Cuando la madre, o quien haga
las veces, higieniza al pequeño también acaricia su piel y al hacerlo, la
estimula, la erotiza, la libidiniza, la convierte en zona erógena, es decir,
zona del cuerpo especialmente apta para estimular el deseo e intercambios
sexuales.
Por lo tanto, en esas primeras
experiencias en el mundo exterior, fuera del útero, continúa la gestación.
Quien posea un cuerpo apto para
el amor tiene más posibilidades de llevar una vida satisfactoria que otros. La
falta de sensibilidad epidérmica es determinante de la apatía, el desinterés
por los demás, por la sexualidad.
La sexualidad es la función más
importante porque de ella depende la disposición para cuidarse, alimentarse y
reproducirse.
Nuestras culturas hacen un
tratamiento curioso de una función tan importante para la vida individual y de
la especie: la reprime, le agrega prohibiciones, tabúes, misterios, amenazas.
Algo que podría explicar esto
es la siguiente hipótesis que les propongo en este artículo:
Cuando las empresas dedicadas a
la generación de energía eléctrica deciden construir una represa (1) para
acumular el agua de un río, no la construyen en cualquier lugar: eligen
aquellos cursos de agua que aseguren un caudal abundante y permanente.

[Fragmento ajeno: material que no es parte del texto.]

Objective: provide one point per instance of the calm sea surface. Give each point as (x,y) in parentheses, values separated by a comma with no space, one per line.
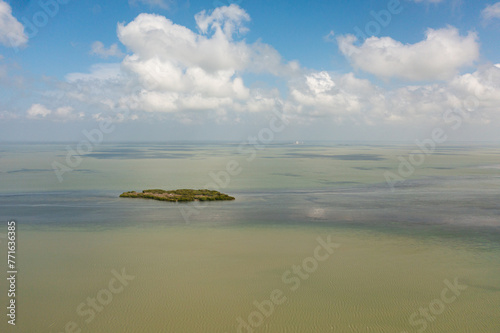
(423,256)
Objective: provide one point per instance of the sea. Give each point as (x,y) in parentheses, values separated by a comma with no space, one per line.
(322,237)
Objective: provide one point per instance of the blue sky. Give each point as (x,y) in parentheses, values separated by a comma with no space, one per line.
(212,70)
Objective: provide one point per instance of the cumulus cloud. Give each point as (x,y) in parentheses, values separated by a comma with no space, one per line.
(178,69)
(491,12)
(65,113)
(100,50)
(227,19)
(345,97)
(172,72)
(439,57)
(428,1)
(99,72)
(165,4)
(11,30)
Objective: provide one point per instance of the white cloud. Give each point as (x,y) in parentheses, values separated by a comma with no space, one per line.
(228,19)
(65,113)
(178,74)
(165,4)
(99,49)
(428,1)
(178,69)
(438,57)
(491,12)
(11,30)
(100,72)
(347,98)
(38,111)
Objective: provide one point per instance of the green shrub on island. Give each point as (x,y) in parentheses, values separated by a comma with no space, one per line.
(181,195)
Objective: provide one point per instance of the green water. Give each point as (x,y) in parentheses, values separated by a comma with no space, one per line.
(398,252)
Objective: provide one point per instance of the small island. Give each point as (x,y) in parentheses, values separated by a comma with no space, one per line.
(181,195)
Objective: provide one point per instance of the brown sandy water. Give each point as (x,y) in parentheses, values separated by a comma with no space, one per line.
(200,279)
(399,251)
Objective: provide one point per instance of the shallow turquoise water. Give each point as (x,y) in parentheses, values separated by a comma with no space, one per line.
(441,223)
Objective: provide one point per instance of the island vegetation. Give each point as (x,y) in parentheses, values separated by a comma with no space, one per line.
(181,195)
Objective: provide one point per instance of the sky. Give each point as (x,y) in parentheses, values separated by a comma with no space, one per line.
(165,70)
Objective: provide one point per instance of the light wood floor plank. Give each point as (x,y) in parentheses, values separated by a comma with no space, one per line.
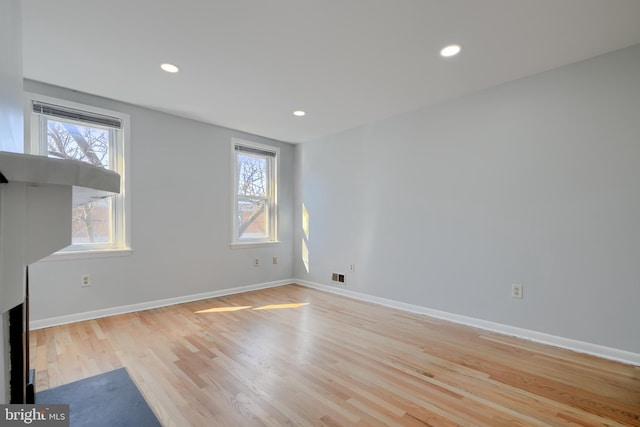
(334,362)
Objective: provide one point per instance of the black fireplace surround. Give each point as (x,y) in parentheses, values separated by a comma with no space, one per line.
(21,378)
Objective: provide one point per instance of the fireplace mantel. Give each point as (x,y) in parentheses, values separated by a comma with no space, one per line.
(37,194)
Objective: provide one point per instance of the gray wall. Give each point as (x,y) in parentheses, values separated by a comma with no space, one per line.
(10,124)
(181,220)
(533,182)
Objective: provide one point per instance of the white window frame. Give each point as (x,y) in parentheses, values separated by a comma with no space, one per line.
(272,206)
(36,143)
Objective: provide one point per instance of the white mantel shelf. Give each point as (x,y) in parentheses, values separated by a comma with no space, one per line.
(88,182)
(37,194)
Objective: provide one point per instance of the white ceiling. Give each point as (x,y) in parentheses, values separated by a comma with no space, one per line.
(247,64)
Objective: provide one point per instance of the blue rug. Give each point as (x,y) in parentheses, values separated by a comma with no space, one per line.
(110,399)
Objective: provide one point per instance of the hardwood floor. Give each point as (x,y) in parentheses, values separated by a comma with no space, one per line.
(334,361)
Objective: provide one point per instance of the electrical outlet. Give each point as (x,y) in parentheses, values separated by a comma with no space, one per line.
(517,291)
(85,281)
(337,277)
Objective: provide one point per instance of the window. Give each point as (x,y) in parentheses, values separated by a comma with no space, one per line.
(66,130)
(254,194)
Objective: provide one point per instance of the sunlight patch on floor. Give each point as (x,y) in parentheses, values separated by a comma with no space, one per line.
(246,307)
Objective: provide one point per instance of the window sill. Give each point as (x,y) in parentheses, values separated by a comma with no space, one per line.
(249,245)
(71,255)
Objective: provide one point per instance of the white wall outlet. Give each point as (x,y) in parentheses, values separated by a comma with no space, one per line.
(517,291)
(85,281)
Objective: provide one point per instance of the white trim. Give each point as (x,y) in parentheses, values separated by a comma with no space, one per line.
(73,255)
(566,343)
(122,164)
(273,199)
(249,245)
(96,314)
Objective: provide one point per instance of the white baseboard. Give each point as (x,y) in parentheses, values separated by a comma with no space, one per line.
(567,343)
(96,314)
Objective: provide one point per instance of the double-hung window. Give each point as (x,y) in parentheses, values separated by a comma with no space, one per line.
(255,192)
(65,130)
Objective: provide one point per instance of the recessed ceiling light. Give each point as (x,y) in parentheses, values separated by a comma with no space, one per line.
(169,68)
(451,50)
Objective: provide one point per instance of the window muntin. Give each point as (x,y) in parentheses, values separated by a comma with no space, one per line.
(254,204)
(72,131)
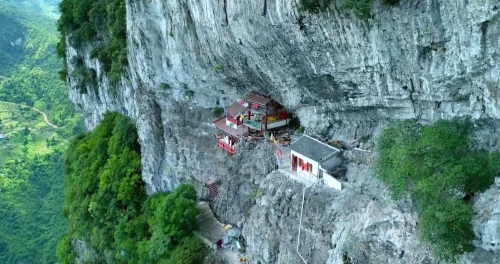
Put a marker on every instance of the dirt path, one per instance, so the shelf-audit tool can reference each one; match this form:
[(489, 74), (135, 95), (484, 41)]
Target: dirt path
[(45, 119)]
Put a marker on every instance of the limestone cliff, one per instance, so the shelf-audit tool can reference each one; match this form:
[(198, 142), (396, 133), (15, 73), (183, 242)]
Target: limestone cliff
[(424, 59)]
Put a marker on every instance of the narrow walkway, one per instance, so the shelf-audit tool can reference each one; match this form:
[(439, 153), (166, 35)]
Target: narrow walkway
[(212, 230)]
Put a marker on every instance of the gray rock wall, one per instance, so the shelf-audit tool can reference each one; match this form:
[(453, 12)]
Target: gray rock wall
[(424, 59)]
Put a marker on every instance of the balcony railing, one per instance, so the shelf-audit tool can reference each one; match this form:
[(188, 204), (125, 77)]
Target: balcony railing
[(225, 146), (234, 120)]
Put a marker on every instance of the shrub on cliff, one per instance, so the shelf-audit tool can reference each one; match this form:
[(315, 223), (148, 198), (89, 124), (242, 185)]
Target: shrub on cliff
[(88, 22), (439, 165), (106, 204)]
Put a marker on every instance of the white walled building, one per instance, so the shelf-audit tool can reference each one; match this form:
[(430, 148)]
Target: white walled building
[(313, 159)]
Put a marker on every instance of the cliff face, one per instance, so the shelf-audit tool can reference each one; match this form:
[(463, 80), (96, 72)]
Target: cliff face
[(342, 76)]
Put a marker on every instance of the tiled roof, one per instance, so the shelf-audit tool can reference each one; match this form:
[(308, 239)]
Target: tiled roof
[(221, 124), (236, 109), (312, 148), (253, 98)]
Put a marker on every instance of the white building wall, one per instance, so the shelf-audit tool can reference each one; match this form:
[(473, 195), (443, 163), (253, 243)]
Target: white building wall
[(331, 181), (314, 163)]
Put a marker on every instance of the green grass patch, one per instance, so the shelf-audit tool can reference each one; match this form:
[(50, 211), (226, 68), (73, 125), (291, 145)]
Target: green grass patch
[(438, 166), (30, 186)]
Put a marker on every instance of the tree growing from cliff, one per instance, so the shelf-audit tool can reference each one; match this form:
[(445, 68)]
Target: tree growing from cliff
[(106, 203), (439, 166)]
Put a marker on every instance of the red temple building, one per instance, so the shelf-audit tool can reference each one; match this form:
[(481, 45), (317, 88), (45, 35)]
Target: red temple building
[(250, 116)]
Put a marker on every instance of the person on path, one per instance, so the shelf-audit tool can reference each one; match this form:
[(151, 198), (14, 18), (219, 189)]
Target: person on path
[(219, 244)]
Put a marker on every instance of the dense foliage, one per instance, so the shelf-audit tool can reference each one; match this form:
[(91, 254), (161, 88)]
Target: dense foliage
[(361, 8), (106, 203), (31, 223), (88, 22), (29, 71), (439, 166), (46, 7)]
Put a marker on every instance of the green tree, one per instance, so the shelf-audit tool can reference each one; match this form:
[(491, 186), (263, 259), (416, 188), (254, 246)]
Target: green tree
[(438, 165), (106, 203)]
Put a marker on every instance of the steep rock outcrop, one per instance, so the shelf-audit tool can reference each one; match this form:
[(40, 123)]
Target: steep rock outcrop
[(342, 76)]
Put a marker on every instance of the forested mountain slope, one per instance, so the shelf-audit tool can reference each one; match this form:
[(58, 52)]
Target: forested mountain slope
[(31, 177)]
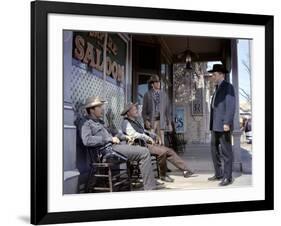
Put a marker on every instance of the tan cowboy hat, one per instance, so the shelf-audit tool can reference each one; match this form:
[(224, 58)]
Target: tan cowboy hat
[(128, 108), (94, 101), (154, 78)]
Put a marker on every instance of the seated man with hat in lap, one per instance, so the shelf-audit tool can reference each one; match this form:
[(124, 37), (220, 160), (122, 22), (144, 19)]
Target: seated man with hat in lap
[(133, 128), (94, 133)]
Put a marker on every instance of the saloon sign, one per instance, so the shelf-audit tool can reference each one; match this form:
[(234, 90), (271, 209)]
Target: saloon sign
[(88, 48)]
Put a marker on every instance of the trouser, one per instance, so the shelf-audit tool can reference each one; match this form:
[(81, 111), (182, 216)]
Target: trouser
[(164, 153), (160, 132), (223, 139), (142, 155)]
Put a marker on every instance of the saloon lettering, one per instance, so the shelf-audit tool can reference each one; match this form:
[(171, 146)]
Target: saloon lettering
[(92, 56)]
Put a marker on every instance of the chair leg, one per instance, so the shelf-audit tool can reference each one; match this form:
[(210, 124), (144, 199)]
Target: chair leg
[(129, 175), (88, 181), (110, 179), (157, 168)]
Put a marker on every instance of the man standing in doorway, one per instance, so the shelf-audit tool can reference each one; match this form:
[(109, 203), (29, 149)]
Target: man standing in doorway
[(156, 111), (221, 125)]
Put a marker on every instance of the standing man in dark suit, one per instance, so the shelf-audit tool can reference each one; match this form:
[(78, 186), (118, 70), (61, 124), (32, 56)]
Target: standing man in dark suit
[(221, 125)]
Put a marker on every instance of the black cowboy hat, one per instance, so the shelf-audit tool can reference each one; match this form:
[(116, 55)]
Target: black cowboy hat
[(154, 78), (218, 68), (128, 108)]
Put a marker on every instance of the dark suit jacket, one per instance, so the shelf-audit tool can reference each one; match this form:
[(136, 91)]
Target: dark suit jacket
[(224, 107)]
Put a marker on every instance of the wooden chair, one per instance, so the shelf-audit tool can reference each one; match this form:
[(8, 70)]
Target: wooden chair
[(106, 176)]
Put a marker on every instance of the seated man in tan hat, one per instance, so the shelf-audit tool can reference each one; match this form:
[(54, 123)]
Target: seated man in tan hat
[(95, 134), (133, 128)]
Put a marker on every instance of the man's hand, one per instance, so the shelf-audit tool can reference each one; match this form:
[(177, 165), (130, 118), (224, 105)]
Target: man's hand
[(147, 124), (150, 141), (226, 127), (158, 140), (115, 140), (130, 139)]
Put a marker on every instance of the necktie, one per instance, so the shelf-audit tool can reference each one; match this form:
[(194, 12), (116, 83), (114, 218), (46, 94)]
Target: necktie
[(214, 97)]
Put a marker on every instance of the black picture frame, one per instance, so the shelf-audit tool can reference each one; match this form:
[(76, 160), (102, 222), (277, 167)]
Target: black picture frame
[(39, 112)]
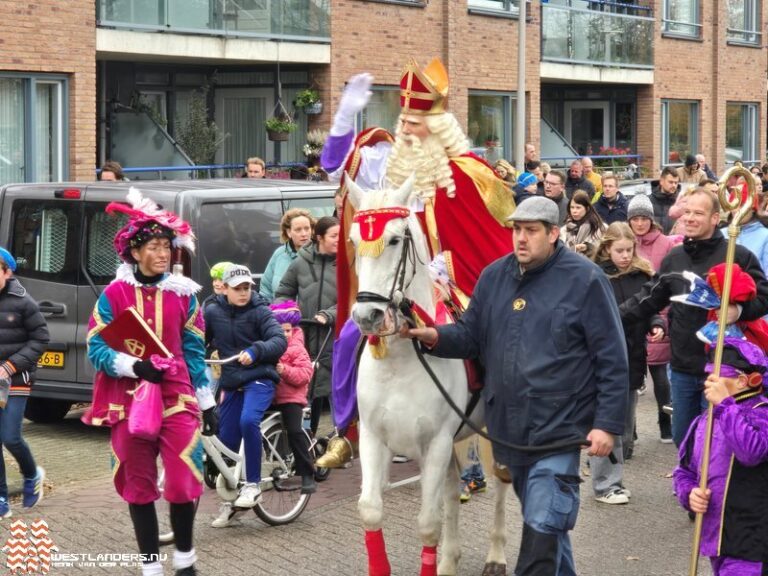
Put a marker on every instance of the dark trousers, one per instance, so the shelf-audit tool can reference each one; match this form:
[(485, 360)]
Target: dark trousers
[(297, 439), (10, 436)]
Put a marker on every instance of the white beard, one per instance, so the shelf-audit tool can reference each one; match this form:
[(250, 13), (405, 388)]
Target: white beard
[(427, 159)]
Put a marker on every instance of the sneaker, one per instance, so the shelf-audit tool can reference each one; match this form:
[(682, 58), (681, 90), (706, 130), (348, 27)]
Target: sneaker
[(5, 508), (613, 497), (33, 489), (477, 485), (249, 496), (308, 484), (227, 516)]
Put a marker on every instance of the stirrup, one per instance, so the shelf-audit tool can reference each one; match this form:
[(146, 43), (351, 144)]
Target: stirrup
[(338, 454)]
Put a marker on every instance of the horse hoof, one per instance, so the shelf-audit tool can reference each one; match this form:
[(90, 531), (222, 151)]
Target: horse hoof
[(495, 569)]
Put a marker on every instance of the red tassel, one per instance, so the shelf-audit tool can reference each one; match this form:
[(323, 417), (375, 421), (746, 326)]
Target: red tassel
[(428, 561), (378, 563)]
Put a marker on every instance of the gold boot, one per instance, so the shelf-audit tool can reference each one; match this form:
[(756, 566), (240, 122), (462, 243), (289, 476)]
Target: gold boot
[(337, 455)]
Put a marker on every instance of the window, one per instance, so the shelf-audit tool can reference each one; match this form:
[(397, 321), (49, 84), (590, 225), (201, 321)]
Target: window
[(45, 239), (741, 129), (744, 21), (494, 6), (679, 130), (32, 129), (101, 261), (383, 109), (681, 18), (242, 232), (490, 125)]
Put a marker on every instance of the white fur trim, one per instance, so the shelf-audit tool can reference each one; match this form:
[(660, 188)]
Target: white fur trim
[(205, 397), (123, 365), (180, 285)]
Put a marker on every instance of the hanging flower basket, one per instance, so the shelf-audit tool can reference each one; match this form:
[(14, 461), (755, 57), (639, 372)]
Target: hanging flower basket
[(315, 108), (279, 128), (275, 136)]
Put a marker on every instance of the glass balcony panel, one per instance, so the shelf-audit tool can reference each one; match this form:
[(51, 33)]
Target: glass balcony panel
[(268, 18), (596, 37)]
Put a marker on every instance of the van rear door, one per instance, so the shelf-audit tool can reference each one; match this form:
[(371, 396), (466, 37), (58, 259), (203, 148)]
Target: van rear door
[(41, 225)]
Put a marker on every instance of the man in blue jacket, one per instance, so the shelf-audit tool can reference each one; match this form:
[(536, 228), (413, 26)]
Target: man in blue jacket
[(544, 323)]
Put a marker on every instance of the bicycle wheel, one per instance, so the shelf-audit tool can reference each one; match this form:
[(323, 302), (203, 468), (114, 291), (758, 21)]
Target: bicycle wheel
[(281, 498)]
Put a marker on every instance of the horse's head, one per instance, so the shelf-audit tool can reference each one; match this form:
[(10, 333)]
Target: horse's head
[(387, 248)]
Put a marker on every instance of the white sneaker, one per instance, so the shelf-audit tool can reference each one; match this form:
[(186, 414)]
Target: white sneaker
[(249, 496), (227, 516), (613, 497)]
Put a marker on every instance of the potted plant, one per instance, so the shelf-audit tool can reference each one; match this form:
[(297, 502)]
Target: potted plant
[(309, 101), (279, 127)]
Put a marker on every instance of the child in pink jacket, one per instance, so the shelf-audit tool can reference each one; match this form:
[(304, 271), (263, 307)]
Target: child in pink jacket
[(295, 370)]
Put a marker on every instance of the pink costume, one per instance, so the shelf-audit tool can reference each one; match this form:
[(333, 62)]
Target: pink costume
[(172, 310)]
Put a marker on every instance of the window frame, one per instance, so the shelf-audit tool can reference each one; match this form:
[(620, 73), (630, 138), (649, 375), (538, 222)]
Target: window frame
[(750, 130), (508, 111), (752, 26), (665, 144), (31, 163), (666, 21)]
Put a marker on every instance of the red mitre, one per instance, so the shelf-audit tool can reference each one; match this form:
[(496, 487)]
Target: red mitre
[(424, 91)]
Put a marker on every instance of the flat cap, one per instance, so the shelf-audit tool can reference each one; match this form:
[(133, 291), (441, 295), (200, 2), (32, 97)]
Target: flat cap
[(537, 209)]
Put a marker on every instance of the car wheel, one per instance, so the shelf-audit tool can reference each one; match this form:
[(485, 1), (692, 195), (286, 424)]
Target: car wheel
[(45, 411)]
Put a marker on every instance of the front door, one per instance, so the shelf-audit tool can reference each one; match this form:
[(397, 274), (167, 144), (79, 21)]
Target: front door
[(586, 126), (241, 113)]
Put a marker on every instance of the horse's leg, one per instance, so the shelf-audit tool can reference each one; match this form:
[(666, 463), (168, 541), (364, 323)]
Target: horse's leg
[(496, 561), (451, 546), (433, 469), (374, 462)]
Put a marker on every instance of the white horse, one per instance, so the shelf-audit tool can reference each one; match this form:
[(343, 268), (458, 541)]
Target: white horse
[(401, 410)]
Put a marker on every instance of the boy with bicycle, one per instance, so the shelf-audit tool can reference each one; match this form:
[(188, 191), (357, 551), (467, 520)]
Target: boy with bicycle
[(240, 323)]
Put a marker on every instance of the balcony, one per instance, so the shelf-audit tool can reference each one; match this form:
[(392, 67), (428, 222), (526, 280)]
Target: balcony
[(288, 20), (597, 33)]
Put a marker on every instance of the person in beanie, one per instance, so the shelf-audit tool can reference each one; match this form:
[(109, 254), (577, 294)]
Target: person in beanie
[(555, 368), (239, 323), (691, 173), (23, 338), (168, 305), (735, 502), (653, 245)]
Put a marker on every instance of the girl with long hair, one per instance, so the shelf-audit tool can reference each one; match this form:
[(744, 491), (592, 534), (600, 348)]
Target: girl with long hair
[(617, 257), (583, 226)]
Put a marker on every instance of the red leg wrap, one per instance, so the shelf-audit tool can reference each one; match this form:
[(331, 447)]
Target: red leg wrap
[(352, 433), (378, 564), (428, 561)]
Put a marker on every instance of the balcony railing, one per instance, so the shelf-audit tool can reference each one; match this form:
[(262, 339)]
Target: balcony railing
[(596, 33), (296, 20)]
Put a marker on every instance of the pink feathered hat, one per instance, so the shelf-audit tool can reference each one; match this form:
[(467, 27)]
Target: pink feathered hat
[(146, 220)]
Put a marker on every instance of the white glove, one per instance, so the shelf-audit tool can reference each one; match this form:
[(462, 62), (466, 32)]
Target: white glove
[(355, 97)]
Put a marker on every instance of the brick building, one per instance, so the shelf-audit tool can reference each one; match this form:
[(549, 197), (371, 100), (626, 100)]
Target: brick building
[(660, 78)]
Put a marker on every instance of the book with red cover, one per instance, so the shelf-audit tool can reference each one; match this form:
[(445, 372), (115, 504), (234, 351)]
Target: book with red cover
[(129, 333)]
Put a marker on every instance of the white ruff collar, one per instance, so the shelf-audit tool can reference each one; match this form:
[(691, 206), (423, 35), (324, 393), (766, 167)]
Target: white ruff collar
[(180, 285)]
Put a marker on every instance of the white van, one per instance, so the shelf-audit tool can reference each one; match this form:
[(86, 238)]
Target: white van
[(62, 240)]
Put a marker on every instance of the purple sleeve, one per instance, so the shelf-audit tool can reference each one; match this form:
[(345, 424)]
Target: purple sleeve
[(745, 427), (335, 150)]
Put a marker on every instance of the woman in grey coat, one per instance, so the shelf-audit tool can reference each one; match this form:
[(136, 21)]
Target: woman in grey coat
[(311, 281)]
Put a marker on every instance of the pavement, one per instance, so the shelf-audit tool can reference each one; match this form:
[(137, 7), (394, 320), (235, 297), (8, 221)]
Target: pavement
[(650, 536)]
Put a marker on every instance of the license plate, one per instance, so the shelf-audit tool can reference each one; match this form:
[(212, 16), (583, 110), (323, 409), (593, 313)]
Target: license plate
[(51, 360)]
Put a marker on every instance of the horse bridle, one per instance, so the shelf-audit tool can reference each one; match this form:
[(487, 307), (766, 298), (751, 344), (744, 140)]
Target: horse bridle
[(396, 300)]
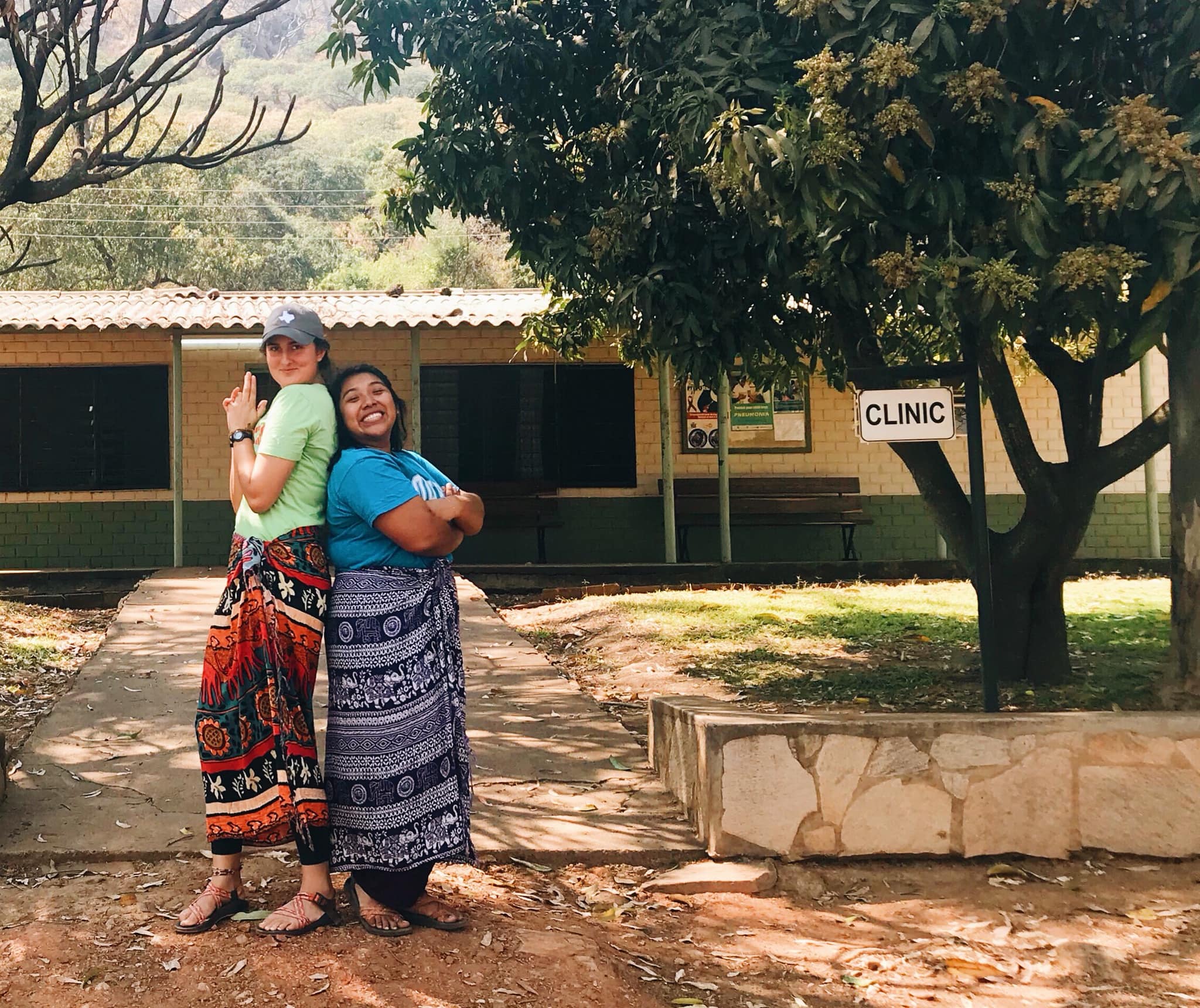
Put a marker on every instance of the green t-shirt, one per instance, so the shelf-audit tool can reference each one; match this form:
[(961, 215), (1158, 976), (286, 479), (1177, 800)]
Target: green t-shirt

Una represa es un muro que
interrumpe artificialmente un curso de agua para aumentar la energía que mueva
las turbinas generadoras de electricidad. Un pequeño caudal ni las movería.
Mi hipótesis es que las
culturas reprimen la sexualidad precisamente para aumentar su energía, para que
los humanos se reproduzcan más, se cuiden mejor.
Esto también explica por qué
todo lo prohibido es más tentador. Las prohibiciones estimulan la transgresión
y lo autorizado se torna indiferente.
Eso sí, transgreden solo
quienes tienen un deseo abundante, caudaloso.